Ben lise 1 öğrencisiydim umreye gittiğimizde. Yolculuk esnasında Şanlıurfa ve Bağdat ziyaretleri sonrası Mekke’ye girdik. Mekke’yi dolanırken hem şaşkınlık hem hayal kırıklığı yaşadım. Bize kitaplarda anlatılan Mekke şehri ile gezerken gördüğüm Mekke arasındaki fark, beni şaşırtmıştı.
Çölde doğan, çölde yaşayan, çölde büyüyen, çölde peygamberlik yapan peygamberimiz, bizim zihnimizde hiç çölden çıkmamış olarak kalmış. Çölde yaşayan bir peygamberi, yaşadığımız şehirlere kasabalara taşımamış, taşıyamamış olduğumuzu fark ettim.
Peygamberin Ailesi, Ahlâkından Fazla Biliniyor!

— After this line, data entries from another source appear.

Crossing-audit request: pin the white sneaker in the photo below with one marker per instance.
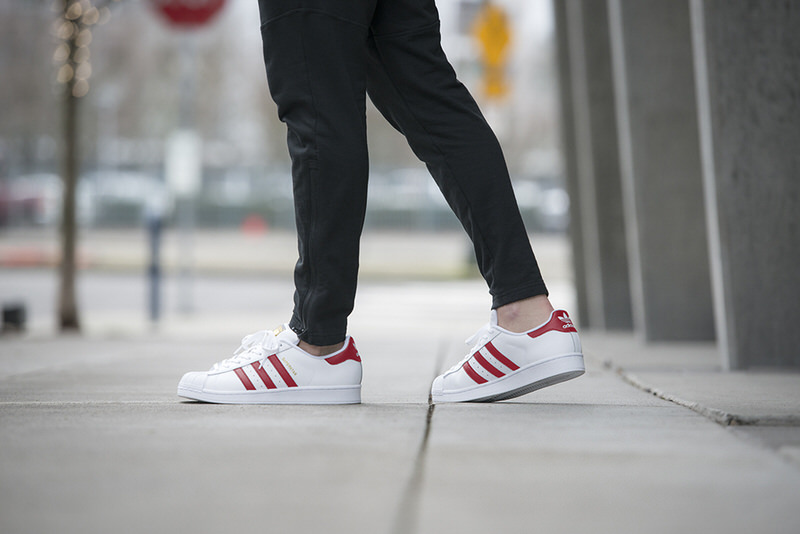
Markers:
(503, 365)
(269, 368)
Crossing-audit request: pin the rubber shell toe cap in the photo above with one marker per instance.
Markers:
(194, 381)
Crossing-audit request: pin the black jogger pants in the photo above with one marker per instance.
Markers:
(322, 58)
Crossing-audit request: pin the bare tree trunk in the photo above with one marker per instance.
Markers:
(67, 302)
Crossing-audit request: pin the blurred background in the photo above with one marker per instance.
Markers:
(175, 125)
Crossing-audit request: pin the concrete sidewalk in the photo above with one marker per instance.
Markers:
(95, 440)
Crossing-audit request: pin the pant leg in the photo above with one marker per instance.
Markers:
(315, 55)
(414, 86)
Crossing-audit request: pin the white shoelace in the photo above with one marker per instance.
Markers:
(260, 343)
(476, 341)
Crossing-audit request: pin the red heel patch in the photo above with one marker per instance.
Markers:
(349, 353)
(559, 322)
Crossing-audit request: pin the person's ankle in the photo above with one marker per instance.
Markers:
(525, 314)
(320, 350)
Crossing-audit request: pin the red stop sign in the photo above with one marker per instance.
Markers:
(189, 13)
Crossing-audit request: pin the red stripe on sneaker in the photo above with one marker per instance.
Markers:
(473, 375)
(500, 358)
(276, 363)
(559, 322)
(486, 365)
(262, 374)
(349, 353)
(243, 377)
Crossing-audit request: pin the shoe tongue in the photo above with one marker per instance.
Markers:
(286, 334)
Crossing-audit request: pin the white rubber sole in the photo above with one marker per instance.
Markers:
(535, 376)
(298, 395)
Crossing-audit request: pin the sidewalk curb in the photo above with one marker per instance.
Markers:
(720, 417)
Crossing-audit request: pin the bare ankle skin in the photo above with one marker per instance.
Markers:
(525, 314)
(320, 350)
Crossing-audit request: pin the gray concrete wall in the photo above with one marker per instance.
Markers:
(661, 170)
(747, 60)
(570, 165)
(596, 185)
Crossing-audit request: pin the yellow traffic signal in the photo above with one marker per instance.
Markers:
(492, 31)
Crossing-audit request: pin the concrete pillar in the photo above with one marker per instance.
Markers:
(570, 163)
(596, 183)
(747, 67)
(661, 170)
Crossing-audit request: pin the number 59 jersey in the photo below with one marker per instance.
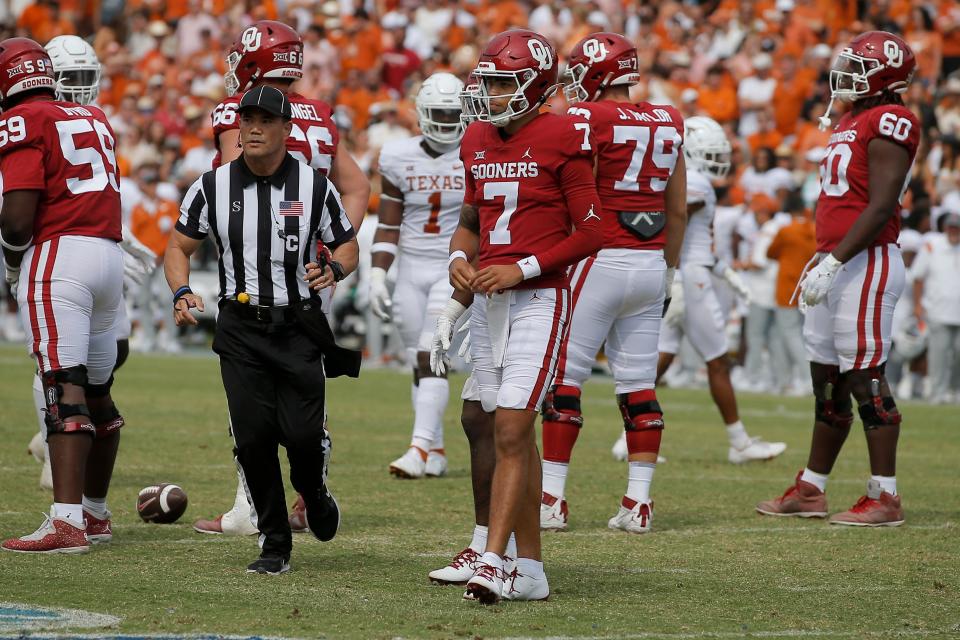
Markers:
(845, 171)
(313, 138)
(432, 195)
(66, 152)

Çocukluğumuzda, bizim dini bilgimizi yoklamak isteyen büyüklerimiz, hep aynı soruları sorardılar. “Peygamberimizin annesinin adı nedir? Peygamberimizin babasının adı nedir? Peygamberimizin çocuklarının isimlerini say bakalım!” gibi sorulara cevap veremeyen bir çocuk, etrafındakiler tarafından yadırganırdı. Tabiî bu bilgileri öğretmeyen anne baba, kınanma korkusuyla sürekli tekrar ettirirdi.

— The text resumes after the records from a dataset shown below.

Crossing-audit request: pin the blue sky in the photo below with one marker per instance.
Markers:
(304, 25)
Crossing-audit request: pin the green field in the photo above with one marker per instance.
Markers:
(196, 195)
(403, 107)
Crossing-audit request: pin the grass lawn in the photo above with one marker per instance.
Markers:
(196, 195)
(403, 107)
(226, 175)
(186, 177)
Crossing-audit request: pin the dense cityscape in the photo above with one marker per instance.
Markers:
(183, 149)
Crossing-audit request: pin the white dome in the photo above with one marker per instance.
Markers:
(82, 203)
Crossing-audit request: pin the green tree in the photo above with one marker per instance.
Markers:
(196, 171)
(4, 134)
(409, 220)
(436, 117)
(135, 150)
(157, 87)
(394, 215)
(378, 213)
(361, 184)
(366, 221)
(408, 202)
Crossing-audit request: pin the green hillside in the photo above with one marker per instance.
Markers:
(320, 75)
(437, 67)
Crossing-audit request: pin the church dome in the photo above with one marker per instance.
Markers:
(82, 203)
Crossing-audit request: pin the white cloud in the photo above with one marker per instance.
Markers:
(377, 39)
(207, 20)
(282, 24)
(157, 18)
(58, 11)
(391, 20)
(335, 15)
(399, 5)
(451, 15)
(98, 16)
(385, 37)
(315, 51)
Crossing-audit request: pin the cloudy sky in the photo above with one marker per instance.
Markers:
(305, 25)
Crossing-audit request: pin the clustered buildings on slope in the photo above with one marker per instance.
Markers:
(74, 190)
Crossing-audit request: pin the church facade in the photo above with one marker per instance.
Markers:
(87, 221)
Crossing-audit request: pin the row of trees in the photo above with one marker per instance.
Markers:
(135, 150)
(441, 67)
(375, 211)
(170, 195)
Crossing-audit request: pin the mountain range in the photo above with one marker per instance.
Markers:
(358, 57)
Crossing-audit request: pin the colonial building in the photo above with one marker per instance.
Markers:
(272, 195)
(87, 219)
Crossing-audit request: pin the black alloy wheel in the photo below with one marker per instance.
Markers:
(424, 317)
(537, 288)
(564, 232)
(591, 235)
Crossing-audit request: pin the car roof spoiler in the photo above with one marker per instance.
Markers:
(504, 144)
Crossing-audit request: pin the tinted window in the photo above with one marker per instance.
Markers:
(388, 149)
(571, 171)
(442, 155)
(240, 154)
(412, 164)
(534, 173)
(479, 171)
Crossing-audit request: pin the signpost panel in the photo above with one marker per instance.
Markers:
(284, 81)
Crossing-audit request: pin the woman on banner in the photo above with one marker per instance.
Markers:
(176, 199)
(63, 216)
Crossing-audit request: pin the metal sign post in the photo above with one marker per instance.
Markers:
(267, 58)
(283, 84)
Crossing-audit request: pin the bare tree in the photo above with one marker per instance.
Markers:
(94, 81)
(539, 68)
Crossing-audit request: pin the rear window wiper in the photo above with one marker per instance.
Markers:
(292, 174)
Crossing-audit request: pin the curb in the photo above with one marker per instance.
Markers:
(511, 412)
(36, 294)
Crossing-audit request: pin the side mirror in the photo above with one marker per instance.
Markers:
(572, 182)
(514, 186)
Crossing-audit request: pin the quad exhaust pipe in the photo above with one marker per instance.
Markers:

Peygamberimizin dedesi Abdulmuttalib’in, Mekke’yi Ebrehe’ye karşı koruma mücadelesinden başlayıp doğum yılını ezberlemekle devam eden din eğitimi (!) süreci, peygamberimizin, sütannesinin adı, ilk eşi ve çocuklarının isimlerini ezberleyene kadar devam ederdi.
Hz. Peygamber’in şeceresini ezberletmek için harcanan emekten çok daha fazlasını, peygamberimizin ahlâkını öğretmek için harcamak zorunda olduğumuzu unuttuk. Bunun bedelini de çok ağır ödüyoruz.
Artık okullarda, peygamberimizin hayatını anlatan Siyer dersi seçmeli olarak işlenecek. Siyer derslerinde peygamberimizin şeceresi değil, ahlâkı anlatılmalı.
Erdemliler Grubuna Katılan Genç
Peygamberlik gelmeden yirmi yıl önce, yaşadığı toplum içinde haksızlığa uğrayan insanlara haklarını iade etmek için oluşturulan gruplara dahil olan, yirmi yaşında bir genci anlatmalı Siyer derslerinde. Sosyal problemlere çözüm üretecek vakıf, dernek gibi bir kuruluştur Hılful Fudul (Erdemliler Cemiyeti).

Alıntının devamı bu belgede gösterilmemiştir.